Asset managers are being more selective with their investments, giving an implicit message that “tech valuations were unsustainable and unrealistic”.

Layoffs elsewhere

The situation at Capiter has shone a spotlight on other struggling Egyptian start-ups that have let go of employees, some who say they were not given any advance warning and not paid their full salaries.

ExpandCart, an e-commerce platform that helps businesses and individuals create their own online stores to display products and accept orders, reportedly cut 90 per cent of its staff over the summer.

Two former ExpandCart employees told The National that at least 200 to 250 people were let go due to the start-up’s financial troubles.

Aladdin Badran, who was hired at ExpandCart as an enterprise solutions consultant in February and made redundant in July, blamed the lack of a “proper crisis management plan” for the worst-case scenario.

ExpandCart did not respond to a request for comment from The National.

Food delivery app elmenus cut a more modest 15 per cent of staff in June, mainly in customer support and operations, chief executive Amir Allam told The National.

“That put us back on track and we adjusted our projections accordingly at the time,” he said.

The sentiment in tech start-ups has shifted to target profitability, rather than "growth at all costs", he added.

Commenting on Capiter, he said, “This is going to keep happening. This is a normal part of start-ups. I don’t think we should make failures seem like doomsday. We should all learn from each other and grow and improve.”

Capiter a lesson for others

Capiter may still survive and "is not yet dead in the water", Mr El Shalakany said.

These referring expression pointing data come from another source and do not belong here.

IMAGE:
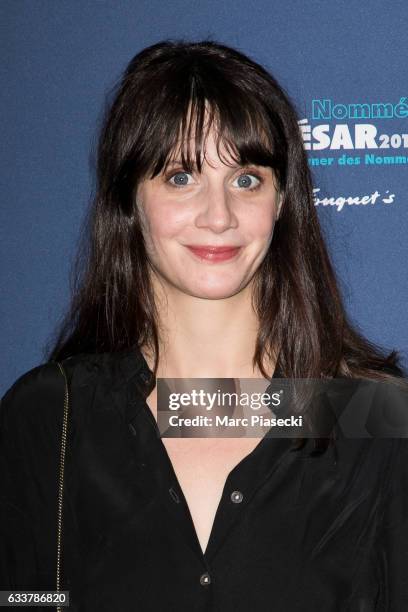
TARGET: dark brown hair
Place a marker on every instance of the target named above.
(296, 295)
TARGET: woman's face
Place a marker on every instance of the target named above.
(221, 207)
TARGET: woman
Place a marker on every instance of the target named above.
(206, 261)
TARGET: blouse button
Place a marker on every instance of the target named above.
(205, 578)
(236, 497)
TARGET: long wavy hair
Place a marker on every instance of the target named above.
(164, 98)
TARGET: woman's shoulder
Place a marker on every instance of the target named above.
(38, 392)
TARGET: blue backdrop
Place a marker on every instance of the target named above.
(344, 65)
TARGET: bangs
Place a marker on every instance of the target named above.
(245, 127)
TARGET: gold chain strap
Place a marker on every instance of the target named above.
(61, 479)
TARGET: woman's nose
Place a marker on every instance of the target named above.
(216, 211)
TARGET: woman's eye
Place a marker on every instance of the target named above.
(248, 181)
(180, 179)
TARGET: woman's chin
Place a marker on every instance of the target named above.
(213, 293)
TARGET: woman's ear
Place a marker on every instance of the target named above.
(279, 201)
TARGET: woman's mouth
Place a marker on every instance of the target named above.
(214, 254)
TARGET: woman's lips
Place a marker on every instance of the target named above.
(214, 253)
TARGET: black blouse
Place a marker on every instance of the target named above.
(292, 532)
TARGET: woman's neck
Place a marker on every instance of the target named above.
(202, 338)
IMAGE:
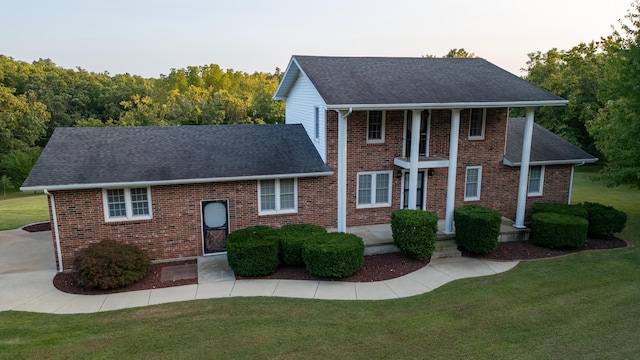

"There is still an opportunity to turn it around, like many other start-ups have done — Uber being one of them, for example."

Barring fraud or criminal activity, the founders should not be vilified and the focus for other start-ups and boards should be on ensuring governance so that there is “no single point of failure”, Mr El Shalakany said.

Ayman Ismail, founding director of the American University of Cairo Venture Lab and AUC Angels, echoed that view.

“Building scalable start-ups is a risky business and many of them fail, including well-funded ones,” Mr Ismail said. "We need to learn how to wind them down in an orderly way that protects all stakeholders: founders, employees, suppliers and investors."